# UFC 203



## Kickboxer101 (Sep 11, 2016)

So had the UFC last night and main points are phil brooks lost easily which was obvious. Werdum and Browne had a weird fight which resulted in travis Browne calling a time out because his finger hurt...then brownes idiot coach Edmond gets in werdums face so werdum kicks him back. People calling for werdum to be suspended but it's said he won't face action. Nor should he it was self defence the guy was aggressive and moving towards so he used a weak push kick to keep him back it's not like he took him and pounded him then arm barred him. At least that shut that joke of a coach up.

Then main event overeem gets knocked out and complains that miocic Tapped but there's no video evidence. So interesting night overall.


----------



## Buka (Sep 12, 2016)

Pretty interesting jumping sidekick to the face of Browne at the opening bell.


----------



## Kickboxer101 (Sep 12, 2016)

Buka said:


> Pretty interesting jumping sidekick to the face of Browne at the opening bell.


 
Shame he didnt do that to Edmond seriously can't stand that guy lol Browne needs to ditch his girlfriends coach if he wants his own career. Did you hear his advice in between rounds just awful. Did make me laugh the title of an article though "fabricio werdum kicks ronda rouseys coach" not travis brownes coach the guy who was actually fighting lol.

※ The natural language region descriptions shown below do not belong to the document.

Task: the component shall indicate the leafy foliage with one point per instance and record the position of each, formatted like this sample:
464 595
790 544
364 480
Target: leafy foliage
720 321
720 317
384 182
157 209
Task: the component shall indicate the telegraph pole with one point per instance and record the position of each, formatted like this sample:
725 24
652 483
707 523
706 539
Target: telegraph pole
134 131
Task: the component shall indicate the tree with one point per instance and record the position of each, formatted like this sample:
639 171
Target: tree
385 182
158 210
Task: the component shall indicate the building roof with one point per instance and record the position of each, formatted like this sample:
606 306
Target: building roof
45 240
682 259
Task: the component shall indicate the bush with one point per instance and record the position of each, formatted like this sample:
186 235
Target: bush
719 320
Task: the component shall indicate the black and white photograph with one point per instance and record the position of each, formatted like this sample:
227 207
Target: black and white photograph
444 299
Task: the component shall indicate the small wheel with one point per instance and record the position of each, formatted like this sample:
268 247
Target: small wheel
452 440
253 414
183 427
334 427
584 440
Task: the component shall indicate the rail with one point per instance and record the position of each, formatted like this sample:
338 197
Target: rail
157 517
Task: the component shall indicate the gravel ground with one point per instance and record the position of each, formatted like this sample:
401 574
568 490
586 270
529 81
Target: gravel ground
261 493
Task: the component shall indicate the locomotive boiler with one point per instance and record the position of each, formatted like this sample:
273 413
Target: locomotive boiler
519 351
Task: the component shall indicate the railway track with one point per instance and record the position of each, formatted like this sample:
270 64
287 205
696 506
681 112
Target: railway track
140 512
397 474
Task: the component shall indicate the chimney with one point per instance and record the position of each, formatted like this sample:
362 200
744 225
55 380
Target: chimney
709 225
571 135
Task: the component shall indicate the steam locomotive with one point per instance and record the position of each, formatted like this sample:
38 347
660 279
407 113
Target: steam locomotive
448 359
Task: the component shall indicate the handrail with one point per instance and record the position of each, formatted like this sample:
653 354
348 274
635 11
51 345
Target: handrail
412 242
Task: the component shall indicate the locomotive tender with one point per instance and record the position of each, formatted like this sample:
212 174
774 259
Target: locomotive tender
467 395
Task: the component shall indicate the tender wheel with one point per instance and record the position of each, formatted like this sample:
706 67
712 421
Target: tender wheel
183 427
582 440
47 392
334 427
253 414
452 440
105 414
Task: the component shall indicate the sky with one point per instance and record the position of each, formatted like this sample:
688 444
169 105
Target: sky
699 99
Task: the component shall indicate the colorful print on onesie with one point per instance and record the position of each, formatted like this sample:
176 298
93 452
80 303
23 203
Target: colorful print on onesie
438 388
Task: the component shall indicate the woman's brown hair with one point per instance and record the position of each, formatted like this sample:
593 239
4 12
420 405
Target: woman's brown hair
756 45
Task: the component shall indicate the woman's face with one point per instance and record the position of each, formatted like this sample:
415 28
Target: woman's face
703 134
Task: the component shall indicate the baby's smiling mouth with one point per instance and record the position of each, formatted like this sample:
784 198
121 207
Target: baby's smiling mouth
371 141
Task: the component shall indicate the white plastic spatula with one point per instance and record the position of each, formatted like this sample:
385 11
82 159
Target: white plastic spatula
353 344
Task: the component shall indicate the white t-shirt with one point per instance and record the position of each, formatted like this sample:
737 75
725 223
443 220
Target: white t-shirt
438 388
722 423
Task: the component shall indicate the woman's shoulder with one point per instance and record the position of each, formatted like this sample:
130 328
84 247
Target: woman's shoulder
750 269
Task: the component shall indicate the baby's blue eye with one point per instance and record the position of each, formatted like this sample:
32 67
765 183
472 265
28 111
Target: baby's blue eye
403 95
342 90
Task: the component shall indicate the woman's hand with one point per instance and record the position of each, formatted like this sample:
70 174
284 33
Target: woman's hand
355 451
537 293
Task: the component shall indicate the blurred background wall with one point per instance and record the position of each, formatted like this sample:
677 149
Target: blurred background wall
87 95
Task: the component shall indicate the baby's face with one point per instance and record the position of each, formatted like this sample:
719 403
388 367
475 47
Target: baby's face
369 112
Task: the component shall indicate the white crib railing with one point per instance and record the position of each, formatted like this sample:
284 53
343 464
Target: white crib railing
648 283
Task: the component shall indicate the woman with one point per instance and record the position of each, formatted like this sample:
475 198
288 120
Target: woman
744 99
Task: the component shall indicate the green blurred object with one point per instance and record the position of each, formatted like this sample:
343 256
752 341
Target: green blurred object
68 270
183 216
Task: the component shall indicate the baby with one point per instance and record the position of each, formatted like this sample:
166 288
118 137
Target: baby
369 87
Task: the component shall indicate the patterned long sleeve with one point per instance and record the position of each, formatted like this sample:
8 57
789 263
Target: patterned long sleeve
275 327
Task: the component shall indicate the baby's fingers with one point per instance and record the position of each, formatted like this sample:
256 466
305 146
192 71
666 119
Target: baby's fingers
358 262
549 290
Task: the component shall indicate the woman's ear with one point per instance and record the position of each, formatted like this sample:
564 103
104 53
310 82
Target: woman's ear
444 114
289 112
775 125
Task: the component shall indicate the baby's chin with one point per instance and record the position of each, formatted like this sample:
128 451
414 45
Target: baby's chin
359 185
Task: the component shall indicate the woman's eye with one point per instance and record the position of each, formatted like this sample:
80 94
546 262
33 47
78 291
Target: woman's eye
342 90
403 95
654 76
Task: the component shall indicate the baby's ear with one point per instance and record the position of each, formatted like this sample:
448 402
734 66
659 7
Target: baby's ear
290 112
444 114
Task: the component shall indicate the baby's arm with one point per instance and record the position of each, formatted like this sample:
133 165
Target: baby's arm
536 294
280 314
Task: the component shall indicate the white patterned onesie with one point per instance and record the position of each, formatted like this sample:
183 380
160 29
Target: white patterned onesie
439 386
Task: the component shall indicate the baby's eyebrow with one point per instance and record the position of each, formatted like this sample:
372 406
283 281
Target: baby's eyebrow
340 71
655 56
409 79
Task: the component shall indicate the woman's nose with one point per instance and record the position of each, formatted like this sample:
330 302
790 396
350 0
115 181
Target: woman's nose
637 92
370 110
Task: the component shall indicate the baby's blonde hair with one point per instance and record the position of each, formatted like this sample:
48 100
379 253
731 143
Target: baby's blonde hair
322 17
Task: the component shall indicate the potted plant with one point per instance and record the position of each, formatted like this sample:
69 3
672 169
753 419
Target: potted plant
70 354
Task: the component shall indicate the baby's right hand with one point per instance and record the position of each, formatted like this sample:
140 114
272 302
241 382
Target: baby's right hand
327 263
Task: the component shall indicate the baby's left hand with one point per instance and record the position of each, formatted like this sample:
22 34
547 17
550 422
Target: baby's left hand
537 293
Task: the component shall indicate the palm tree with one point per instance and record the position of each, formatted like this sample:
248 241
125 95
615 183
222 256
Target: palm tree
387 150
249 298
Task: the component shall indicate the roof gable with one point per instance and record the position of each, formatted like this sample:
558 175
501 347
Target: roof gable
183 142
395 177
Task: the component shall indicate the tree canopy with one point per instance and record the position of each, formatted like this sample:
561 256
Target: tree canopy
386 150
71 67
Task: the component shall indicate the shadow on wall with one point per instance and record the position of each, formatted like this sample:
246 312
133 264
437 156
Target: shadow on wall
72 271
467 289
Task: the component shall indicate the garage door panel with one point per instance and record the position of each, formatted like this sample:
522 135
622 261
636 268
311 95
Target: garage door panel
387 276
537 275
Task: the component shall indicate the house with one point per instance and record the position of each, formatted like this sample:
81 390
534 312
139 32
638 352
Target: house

Well a lot of fans will be happy with punks fight because now they can say they can fight like a ufc fighter. Do nothing and get destroyed in 2 minutes


----------



## Tez3 (Sep 12, 2016)

Sounds more and more like WWE or a soap opera, it's not doing MMA any favours though it's making some rich.


----------



## Headhunter (Sep 12, 2016)

Werdum was damm right I know if some coach came at me after a fight I'd have done worse than a front kick. Who did that clown think he was getting in a fighters face. Especially a garbage coach like him who's basically the joke of the mma world. Anyway I thought that guy already lost his cornerman license. Well he should just be banned for what he did in my opinion coaches shouldn't even be allowed to get In the ring there's 0 need for them to be in there at any time. I notice in mma now the coaches don't come to the centre for the staredown anymore and there's no need for them to be inside when the decisions read.


----------